I'm holding out for a magnetic ribbon that says "Fight For Your Right To Party". At least that something I believe in.

6 comments:

Michelle said...

Hmm...really thoughtful post, though while god is dead for some, and patriotism is a ghost long buried, I think that some going over to Iraq willingly. A few really are commited to the cause of 'winning the war' and are even willing to lose their lives to do it.(most however, are lied to recruitment agents and think that they're getting a good deal for college) You may be interested in my other blog: http://criticalchatter.blogspot.com

I'll try to post something on the Iraq situation within two weeks or so.(big presentation coming up and a philosophy paper to finish)

Otto Man said...

Great post. The irony of Bush loving a song denouncing him has always been a favorite of mine.

Anonymous said...

And everytime the song "God Bless America" get used, the Boy Scouts of American collect royalties. Irving Berlin donated the rights to the song to them so they could use the money to discriminate against atheists and homosexuals. Lately, however, it seems as though God is knocking the Boy Scouts dead on a mass scale and regular basis.

Lew Scannon said...

If God knocked out those who discrimnate against Atheists and gays, there'd be no Republican party!

Anonymous said...

Well I have one thing to pick at: the Amnesty issue. how come we say
-mass deportation of the 20m here is impossible and expesnive and inhumane

-that anything else no amtter what it looks like or sounds like...is amnesty and "bad"
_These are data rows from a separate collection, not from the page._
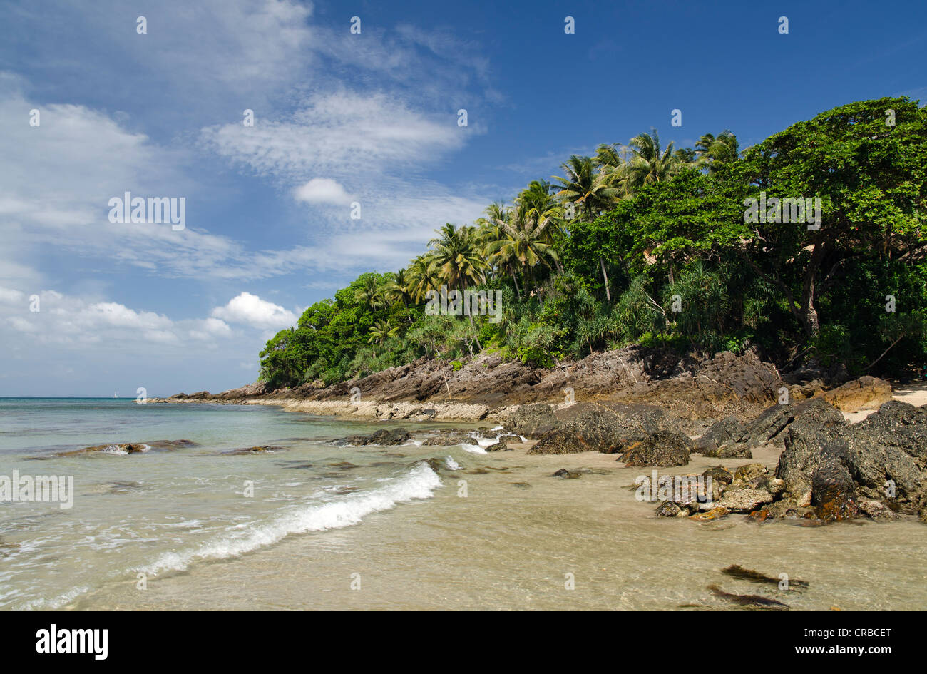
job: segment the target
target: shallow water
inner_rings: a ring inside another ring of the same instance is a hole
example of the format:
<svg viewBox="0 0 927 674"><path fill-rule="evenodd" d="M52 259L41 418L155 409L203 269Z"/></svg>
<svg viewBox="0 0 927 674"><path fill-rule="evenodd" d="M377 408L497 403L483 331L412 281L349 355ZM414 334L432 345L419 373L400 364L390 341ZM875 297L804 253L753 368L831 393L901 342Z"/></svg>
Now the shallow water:
<svg viewBox="0 0 927 674"><path fill-rule="evenodd" d="M22 412L33 404L14 405L36 431L19 446L6 431L24 421L7 424L0 404L0 474L68 471L77 496L70 510L0 504L0 535L18 546L0 547L7 608L730 607L707 589L716 583L795 609L927 606L927 528L913 519L658 519L629 489L640 469L594 452L339 448L324 440L384 425L268 407L93 401L102 409ZM42 447L182 438L201 446L28 460L53 453ZM286 449L220 453L258 444ZM427 457L460 469L414 464ZM717 463L695 457L679 472ZM561 467L591 472L552 477ZM253 498L242 495L245 480ZM809 587L720 573L733 564Z"/></svg>

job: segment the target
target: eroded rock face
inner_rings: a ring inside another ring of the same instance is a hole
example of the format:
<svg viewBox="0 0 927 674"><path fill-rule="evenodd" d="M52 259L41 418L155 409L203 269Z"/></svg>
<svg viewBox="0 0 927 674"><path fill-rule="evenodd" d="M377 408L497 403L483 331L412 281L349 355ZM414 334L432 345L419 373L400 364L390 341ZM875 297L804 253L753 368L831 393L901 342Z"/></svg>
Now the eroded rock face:
<svg viewBox="0 0 927 674"><path fill-rule="evenodd" d="M640 442L632 443L621 455L626 466L685 465L689 463L692 440L681 433L657 431Z"/></svg>
<svg viewBox="0 0 927 674"><path fill-rule="evenodd" d="M747 435L746 426L736 416L728 416L714 424L705 434L695 440L695 451L717 450L721 445L741 442Z"/></svg>
<svg viewBox="0 0 927 674"><path fill-rule="evenodd" d="M844 415L819 398L808 401L802 413L789 424L776 477L785 481L786 491L799 503L808 501L811 477L821 461L822 448L845 431Z"/></svg>
<svg viewBox="0 0 927 674"><path fill-rule="evenodd" d="M830 452L811 477L811 504L825 522L854 517L858 510L856 485L840 457Z"/></svg>
<svg viewBox="0 0 927 674"><path fill-rule="evenodd" d="M825 401L842 412L874 410L892 400L892 385L874 376L861 376L823 394Z"/></svg>
<svg viewBox="0 0 927 674"><path fill-rule="evenodd" d="M351 445L353 447L362 447L364 445L401 445L412 439L412 433L405 428L393 428L387 430L381 428L370 435L356 435L342 438L336 440L336 444Z"/></svg>
<svg viewBox="0 0 927 674"><path fill-rule="evenodd" d="M821 399L811 405L789 426L776 468L799 505L814 505L823 520L854 516L861 499L887 499L912 514L924 508L927 410L890 401L848 426Z"/></svg>
<svg viewBox="0 0 927 674"><path fill-rule="evenodd" d="M509 418L506 430L530 439L538 439L561 426L553 408L543 402L522 405Z"/></svg>
<svg viewBox="0 0 927 674"><path fill-rule="evenodd" d="M590 402L578 403L568 411L570 420L541 436L528 453L610 452L621 441L621 424L614 412Z"/></svg>
<svg viewBox="0 0 927 674"><path fill-rule="evenodd" d="M891 401L848 431L848 465L864 492L883 498L894 490L898 501L925 501L927 410Z"/></svg>
<svg viewBox="0 0 927 674"><path fill-rule="evenodd" d="M753 451L749 445L743 442L738 442L732 445L721 445L715 450L706 450L703 451L704 456L710 457L712 459L752 459Z"/></svg>
<svg viewBox="0 0 927 674"><path fill-rule="evenodd" d="M867 517L880 521L898 518L898 515L881 501L860 501L859 512Z"/></svg>
<svg viewBox="0 0 927 674"><path fill-rule="evenodd" d="M528 453L566 454L578 451L624 451L654 433L677 430L663 410L649 405L577 403L557 413L561 425L545 433Z"/></svg>
<svg viewBox="0 0 927 674"><path fill-rule="evenodd" d="M750 513L764 503L772 502L772 494L763 490L724 490L719 507L727 508L731 513Z"/></svg>

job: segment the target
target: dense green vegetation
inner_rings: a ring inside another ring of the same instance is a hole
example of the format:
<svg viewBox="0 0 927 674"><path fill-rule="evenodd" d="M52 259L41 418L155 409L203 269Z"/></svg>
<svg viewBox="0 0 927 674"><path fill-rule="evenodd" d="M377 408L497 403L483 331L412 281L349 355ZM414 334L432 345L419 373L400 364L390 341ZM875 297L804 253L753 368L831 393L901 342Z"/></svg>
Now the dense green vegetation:
<svg viewBox="0 0 927 674"><path fill-rule="evenodd" d="M563 172L472 225L445 224L405 269L362 274L313 304L268 341L261 378L331 384L425 355L456 367L486 350L551 366L634 342L707 354L756 345L781 366L854 374L927 362L917 101L836 108L743 151L727 131L679 149L654 131L571 157ZM745 222L745 199L761 193L768 206L819 197L819 228L771 210ZM502 320L426 315L442 286L501 291Z"/></svg>

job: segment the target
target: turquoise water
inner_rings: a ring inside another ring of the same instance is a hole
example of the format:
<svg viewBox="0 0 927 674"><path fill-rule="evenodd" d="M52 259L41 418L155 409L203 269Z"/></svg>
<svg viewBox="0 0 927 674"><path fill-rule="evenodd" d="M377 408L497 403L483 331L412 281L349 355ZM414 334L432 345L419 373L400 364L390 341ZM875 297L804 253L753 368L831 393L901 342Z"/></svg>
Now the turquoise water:
<svg viewBox="0 0 927 674"><path fill-rule="evenodd" d="M0 607L68 605L108 583L184 571L428 499L440 480L415 462L448 450L329 443L394 426L266 406L0 399L0 477L73 484L70 507L63 492L0 502ZM159 440L196 444L162 450ZM60 455L127 442L151 445ZM274 449L225 453L258 445Z"/></svg>

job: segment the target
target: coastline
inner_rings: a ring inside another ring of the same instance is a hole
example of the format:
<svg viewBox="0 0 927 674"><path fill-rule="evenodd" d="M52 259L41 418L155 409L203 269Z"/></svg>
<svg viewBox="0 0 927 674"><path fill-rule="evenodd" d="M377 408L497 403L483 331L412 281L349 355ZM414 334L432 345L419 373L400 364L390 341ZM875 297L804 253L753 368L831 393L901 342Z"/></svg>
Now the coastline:
<svg viewBox="0 0 927 674"><path fill-rule="evenodd" d="M737 608L708 590L716 583L793 610L916 609L927 602L916 563L927 542L916 521L821 528L740 516L667 520L654 516L654 503L634 497L635 479L651 469L624 467L598 452L529 454L533 444L468 454L460 470L441 471L433 498L371 515L359 526L291 536L240 557L163 574L146 592L131 579L113 583L68 607ZM446 453L403 449L410 460ZM773 454L755 461L775 465ZM693 457L691 465L659 470L701 472L717 463ZM751 462L724 463L734 468ZM582 477L552 477L564 467ZM460 480L467 483L465 498ZM845 554L847 545L853 555ZM767 589L725 576L730 565L784 573L810 587ZM573 590L565 587L567 574ZM352 579L360 580L358 590Z"/></svg>

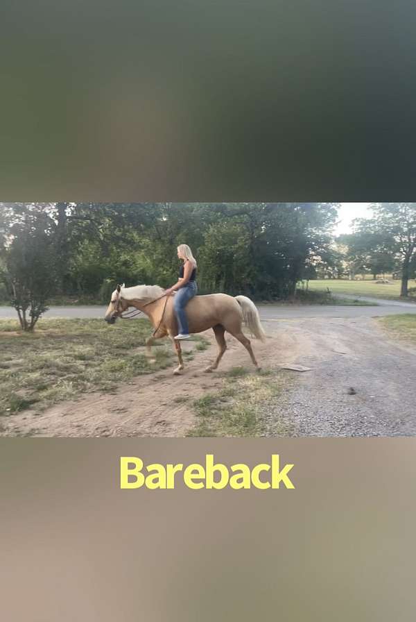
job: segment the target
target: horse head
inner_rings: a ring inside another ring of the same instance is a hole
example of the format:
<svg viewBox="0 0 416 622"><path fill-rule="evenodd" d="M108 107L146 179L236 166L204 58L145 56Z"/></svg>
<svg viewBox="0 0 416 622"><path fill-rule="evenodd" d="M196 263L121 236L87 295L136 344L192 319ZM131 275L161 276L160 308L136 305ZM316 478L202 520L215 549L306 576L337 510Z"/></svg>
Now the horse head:
<svg viewBox="0 0 416 622"><path fill-rule="evenodd" d="M114 324L118 317L128 308L128 303L123 299L121 289L125 287L117 285L117 287L111 295L111 300L105 312L105 321L109 324Z"/></svg>

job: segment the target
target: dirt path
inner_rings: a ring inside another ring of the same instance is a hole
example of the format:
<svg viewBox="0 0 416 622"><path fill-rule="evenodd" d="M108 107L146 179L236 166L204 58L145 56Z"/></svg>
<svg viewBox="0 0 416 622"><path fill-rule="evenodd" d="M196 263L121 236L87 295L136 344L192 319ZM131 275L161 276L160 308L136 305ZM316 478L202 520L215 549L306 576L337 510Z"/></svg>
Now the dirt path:
<svg viewBox="0 0 416 622"><path fill-rule="evenodd" d="M296 381L264 409L266 436L279 435L282 420L293 436L416 435L416 348L390 340L367 317L270 319L264 326L266 342L253 341L263 369L311 368L292 372ZM219 371L205 373L216 352L211 331L205 336L211 345L187 363L182 376L165 370L114 394L89 394L37 416L23 412L2 421L1 435L185 436L195 425L193 400L219 389L232 367L252 369L245 350L228 337Z"/></svg>
<svg viewBox="0 0 416 622"><path fill-rule="evenodd" d="M204 333L211 342L207 350L197 353L186 362L186 370L175 376L172 369L141 376L121 385L114 394L92 393L73 401L63 402L41 414L22 412L3 423L3 436L37 437L183 437L192 429L193 400L215 392L223 382L223 374L236 366L254 368L245 348L228 337L228 350L219 370L212 373L204 369L216 355L212 331ZM287 334L277 342L270 335L264 344L253 340L258 360L265 367L293 360L297 355L294 341ZM184 347L188 344L186 344ZM280 358L278 352L284 352ZM290 353L290 354L289 354ZM256 373L253 371L253 373Z"/></svg>

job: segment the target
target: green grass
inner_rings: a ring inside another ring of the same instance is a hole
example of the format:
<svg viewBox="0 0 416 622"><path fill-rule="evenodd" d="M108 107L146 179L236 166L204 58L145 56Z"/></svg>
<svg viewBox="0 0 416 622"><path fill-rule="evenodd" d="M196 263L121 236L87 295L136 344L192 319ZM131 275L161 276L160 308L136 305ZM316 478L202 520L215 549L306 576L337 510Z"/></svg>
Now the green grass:
<svg viewBox="0 0 416 622"><path fill-rule="evenodd" d="M416 344L416 314L388 315L378 321L395 338L411 345Z"/></svg>
<svg viewBox="0 0 416 622"><path fill-rule="evenodd" d="M353 296L372 296L374 298L395 299L400 296L400 281L392 280L390 284L379 284L373 280L343 280L323 279L310 280L309 289L311 292L327 291L333 294L349 294ZM414 286L409 282L409 288Z"/></svg>
<svg viewBox="0 0 416 622"><path fill-rule="evenodd" d="M234 367L223 374L222 389L207 393L193 402L196 426L192 437L259 437L262 435L261 413L275 401L288 382L284 373L249 372ZM288 433L282 424L281 435Z"/></svg>
<svg viewBox="0 0 416 622"><path fill-rule="evenodd" d="M174 353L161 341L150 364L142 348L151 334L146 319L107 326L102 319L42 319L33 334L14 320L0 320L0 415L94 390L114 391L119 383L164 369Z"/></svg>

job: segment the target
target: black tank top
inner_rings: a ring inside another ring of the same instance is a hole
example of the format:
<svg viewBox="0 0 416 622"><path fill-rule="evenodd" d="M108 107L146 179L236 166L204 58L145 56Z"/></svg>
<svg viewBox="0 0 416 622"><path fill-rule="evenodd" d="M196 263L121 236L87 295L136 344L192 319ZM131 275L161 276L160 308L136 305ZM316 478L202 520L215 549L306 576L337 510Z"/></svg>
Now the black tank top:
<svg viewBox="0 0 416 622"><path fill-rule="evenodd" d="M184 278L184 265L183 264L179 269L179 278ZM191 274L191 276L189 277L189 280L195 280L196 278L196 267L192 271L192 274Z"/></svg>

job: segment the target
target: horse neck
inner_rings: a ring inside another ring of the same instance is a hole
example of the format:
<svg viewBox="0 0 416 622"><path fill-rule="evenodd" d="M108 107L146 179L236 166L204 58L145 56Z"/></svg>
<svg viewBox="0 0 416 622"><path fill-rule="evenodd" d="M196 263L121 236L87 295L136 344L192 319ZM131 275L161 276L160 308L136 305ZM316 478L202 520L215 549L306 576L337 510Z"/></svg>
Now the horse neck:
<svg viewBox="0 0 416 622"><path fill-rule="evenodd" d="M143 312L153 321L153 318L157 317L159 314L159 308L164 304L164 299L129 300L128 302L130 306L135 307L136 309Z"/></svg>

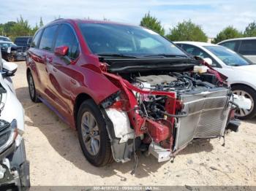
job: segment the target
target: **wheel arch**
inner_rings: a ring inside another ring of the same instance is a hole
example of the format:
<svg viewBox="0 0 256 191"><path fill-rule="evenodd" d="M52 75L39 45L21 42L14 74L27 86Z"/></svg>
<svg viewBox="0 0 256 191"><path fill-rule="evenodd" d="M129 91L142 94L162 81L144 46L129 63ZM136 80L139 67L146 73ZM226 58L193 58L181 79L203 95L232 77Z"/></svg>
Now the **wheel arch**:
<svg viewBox="0 0 256 191"><path fill-rule="evenodd" d="M89 99L94 100L89 94L86 93L81 93L78 94L78 96L75 98L73 112L74 112L75 127L76 129L77 129L76 119L78 117L78 113L80 106L82 104L82 103L84 101L89 100Z"/></svg>

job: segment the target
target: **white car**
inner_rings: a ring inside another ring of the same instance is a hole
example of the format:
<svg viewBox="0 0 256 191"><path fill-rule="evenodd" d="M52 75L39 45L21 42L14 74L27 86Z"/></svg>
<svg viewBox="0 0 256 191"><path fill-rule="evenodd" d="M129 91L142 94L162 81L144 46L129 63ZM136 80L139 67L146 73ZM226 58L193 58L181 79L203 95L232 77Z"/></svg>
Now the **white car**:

This has been a prevailing theme. Anything short of that has been called amnesty. I wish somebody would describe whay will not be called "amnesty" that still avoids mass deportation...

Anonymous said...

I actually find just the phrase "God Bless America" to be somewhat offensive. Used as you suggest, to indicate that this country is favorved, or worse preferable, to all other countries is more hubris than I can usually stomach.